Die vom Ökoverband Demeter ins Leben gerufene freie Ausbildung ist deutschlandweit verschieden aufgebaut, da jede Regionalgruppe der Kultushoheit des jeweiligen Bundeslandes unterworfen ist. „Es handelt sich nicht um eine Berufsausbildung, sondern um eine Grundausbildung“, betont Jan-Uwe Klee. Er ist Geschäftsführer der Bäuerlichen Gesellschaft, die für die freie Ausbildung im Norden zuständig ist. Für eine staatliche Gesellenprüfung muss man sich zusätzlich anmelden. Einige Demeter-Betriebe, die bestimmte Kriterien der Landwirtschaftskammer erfüllen, haben deshalb auch eine staatliche Ausbildungsberechtigung. Hier kann man als Lehrling gleich einen staatlichen Abschluss als Landwirt machen, muss dafür jedoch neben der praktischen Arbeit noch eine konventionelle Berufsschule besuchen. „Unproduktiv“, findet Martin von Mackensen, Ausbildungs-Landwirt auf dem Dottenfelder Hof in Hessen, „weil man lauter Dinge lernt, die man nicht braucht und die Dinge, die man braucht, nicht lernt.“

Doch was braucht man als biodynamischer Landwirt in spe? Zunächst einmal Energie. „Landwirtschaftliche Arbeit ist hart“, weiß Markus Knösel von der Landbauschule Bodensee. „Man sollte es nicht tun, nur weil man gerade keine andere Idee hat.“ Die Ausbildung steht jedem offen. Dem Schulabgänger ebenso wie dem langjährigen BWL-Studenten. Bewirbt man sich bei einem Betrieb um einen Ausbildungsplatz, hört man meist: „Toll, deine Bewerbung, aber komm mal lieber drei Tage vorbei.“ Schließlich muss man dann einige Monate oder Jahre miteinander leben. Die Abbruchquote liegt deutschlandweit bei etwa einem Drittel. „Fast alle Auszubildenden hatten vorher noch nie eine Harke in der Hand“, meint Jan-Uwe Klee von der Bäuerlichen Gesellschaft. „Viele merken erst mit der Zeit, dass sie den Anforderungen des Bauernlebens psychisch und physisch nicht gewachsen sind. Oder dass sie auf der Sinnsuche, die sie zu uns geführt hat, auch hier nicht fündig werden.“

Walter hingegen hatte schon öfter eine Harke in der Hand, bevor er einen Tag nach seinem 18. Geburtstag als Azubi auf dem Siebengiebelhof im Süden Mecklenburg-Vorpommerns einzog. Nach seinem Realschulabschluss auf der Waldorfschule und einem Praktikum in dem kleinen, familiären Betrieb verbrachte der gebürtige Wuppertaler hier, in der Nähe von Schwerin, seine ersten zwei Lehrjahre. Mehrmaliges Wechseln des Betriebes ist während der Ausbildung vorgesehen. So lernt man unterschiedliche Bewirtschaftungsweisen kennen. Nette Leute habe er während seiner Lehrjahre getroffen, so Walter.
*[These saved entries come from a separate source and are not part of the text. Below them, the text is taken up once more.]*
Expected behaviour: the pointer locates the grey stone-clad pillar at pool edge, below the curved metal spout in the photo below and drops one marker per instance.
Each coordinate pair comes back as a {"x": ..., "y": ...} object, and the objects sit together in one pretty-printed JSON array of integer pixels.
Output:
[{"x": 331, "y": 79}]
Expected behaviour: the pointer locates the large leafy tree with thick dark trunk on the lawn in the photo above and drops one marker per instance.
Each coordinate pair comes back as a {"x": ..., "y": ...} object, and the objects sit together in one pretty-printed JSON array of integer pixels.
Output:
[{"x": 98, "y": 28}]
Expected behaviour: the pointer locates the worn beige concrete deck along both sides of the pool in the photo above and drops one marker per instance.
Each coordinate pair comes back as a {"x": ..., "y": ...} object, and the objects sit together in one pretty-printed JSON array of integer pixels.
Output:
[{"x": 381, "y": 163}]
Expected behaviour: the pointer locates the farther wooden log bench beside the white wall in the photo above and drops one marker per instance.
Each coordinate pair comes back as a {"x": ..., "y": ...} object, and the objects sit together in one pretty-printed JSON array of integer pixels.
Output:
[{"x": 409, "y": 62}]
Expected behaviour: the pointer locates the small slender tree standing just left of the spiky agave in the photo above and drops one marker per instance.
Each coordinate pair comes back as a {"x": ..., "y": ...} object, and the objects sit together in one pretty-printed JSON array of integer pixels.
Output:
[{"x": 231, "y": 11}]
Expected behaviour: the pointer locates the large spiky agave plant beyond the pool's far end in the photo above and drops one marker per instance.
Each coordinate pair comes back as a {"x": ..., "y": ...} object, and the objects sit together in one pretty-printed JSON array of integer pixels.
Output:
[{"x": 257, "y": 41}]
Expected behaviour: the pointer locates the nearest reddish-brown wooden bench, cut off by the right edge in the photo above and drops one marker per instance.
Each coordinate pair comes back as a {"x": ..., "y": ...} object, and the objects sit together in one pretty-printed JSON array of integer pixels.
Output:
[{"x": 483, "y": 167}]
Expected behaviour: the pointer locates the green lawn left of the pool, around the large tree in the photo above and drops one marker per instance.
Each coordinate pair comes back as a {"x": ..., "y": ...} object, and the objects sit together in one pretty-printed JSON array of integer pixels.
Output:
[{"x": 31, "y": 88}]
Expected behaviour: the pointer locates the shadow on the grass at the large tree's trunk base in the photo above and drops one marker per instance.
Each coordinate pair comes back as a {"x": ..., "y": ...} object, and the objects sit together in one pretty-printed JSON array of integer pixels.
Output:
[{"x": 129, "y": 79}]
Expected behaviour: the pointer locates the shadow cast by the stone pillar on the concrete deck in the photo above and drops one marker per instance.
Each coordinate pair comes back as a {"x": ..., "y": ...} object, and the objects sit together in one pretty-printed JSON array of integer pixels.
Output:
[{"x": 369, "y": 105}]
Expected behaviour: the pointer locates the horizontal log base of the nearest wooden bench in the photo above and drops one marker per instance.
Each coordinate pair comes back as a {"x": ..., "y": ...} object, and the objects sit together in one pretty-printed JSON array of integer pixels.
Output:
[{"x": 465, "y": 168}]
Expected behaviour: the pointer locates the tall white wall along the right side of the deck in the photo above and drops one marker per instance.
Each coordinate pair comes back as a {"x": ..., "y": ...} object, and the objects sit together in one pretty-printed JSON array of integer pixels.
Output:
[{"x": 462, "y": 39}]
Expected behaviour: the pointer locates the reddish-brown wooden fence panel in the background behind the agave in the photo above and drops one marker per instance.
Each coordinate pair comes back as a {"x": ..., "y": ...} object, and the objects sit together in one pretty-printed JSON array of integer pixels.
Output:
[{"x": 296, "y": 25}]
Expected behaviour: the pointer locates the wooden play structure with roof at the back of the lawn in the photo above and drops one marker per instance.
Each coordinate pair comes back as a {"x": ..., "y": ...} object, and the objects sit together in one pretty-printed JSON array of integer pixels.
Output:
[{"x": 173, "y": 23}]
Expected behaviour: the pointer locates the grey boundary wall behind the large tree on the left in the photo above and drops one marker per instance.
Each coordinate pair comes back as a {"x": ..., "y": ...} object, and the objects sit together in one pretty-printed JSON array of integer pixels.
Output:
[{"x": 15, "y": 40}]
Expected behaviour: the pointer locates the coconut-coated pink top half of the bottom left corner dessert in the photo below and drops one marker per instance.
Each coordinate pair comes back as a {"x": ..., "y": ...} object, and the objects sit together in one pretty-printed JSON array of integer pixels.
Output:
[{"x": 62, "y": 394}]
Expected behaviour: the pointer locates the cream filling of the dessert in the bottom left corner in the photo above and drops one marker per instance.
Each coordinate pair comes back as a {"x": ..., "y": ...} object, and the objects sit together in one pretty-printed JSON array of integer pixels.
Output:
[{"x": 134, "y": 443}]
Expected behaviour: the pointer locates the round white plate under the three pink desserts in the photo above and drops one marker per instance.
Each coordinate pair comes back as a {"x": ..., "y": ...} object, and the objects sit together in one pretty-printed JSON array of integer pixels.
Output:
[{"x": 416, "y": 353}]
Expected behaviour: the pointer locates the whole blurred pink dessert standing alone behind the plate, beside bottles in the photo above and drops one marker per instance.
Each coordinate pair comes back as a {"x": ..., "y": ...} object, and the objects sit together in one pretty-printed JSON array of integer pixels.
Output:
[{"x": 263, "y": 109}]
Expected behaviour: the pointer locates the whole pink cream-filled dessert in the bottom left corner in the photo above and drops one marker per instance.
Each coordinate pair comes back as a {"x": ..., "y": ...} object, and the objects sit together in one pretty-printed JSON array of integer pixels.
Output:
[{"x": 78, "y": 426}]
Begleitet wird die praktische Ausbildung auf dem Hof von Seminarblöcken an Schulen oder nach dem Rotationsprinzip an umliegenden Höfen. Diese Theorieblöcke finden meist im Winter statt, wenn es auf den Höfen ruhiger zugeht. Der Unterricht ist stark anthroposophisch geprägt. Neben den Grundlagen des biologisch-dynamischen Landbaus gehören auch künstlerisches Arbeiten dazu. Zum einen dienen diese Elemente zur Auflockerung des Unterrichts, zum anderen schulen sie aber Fähigkeiten, die ein Landwirt haben sollte. Dazu zählen etwa Wachsamkeit und Sensibilität für natürliche Vorgänge.

Doch der theoretische Teil beläuft sich nur auf etwa ein Fünftel der Zeit. Letztendlich ist die Ausbildung so, wie Walter sie sich vorgestellt hat. Praxisnah, mit Gummistiefeln in Kuhstall und Gemüseacker. Seine Zukunftspläne? „Mal sehen, irgendwann so ein eigener Hof, das ist schon ein entferntes Ziel.“ Eine erste Hürde dafür hat er geschafft. Martha ist wieder gesund. Dank Mercurius solubilis, einem homöopathischen Präparat.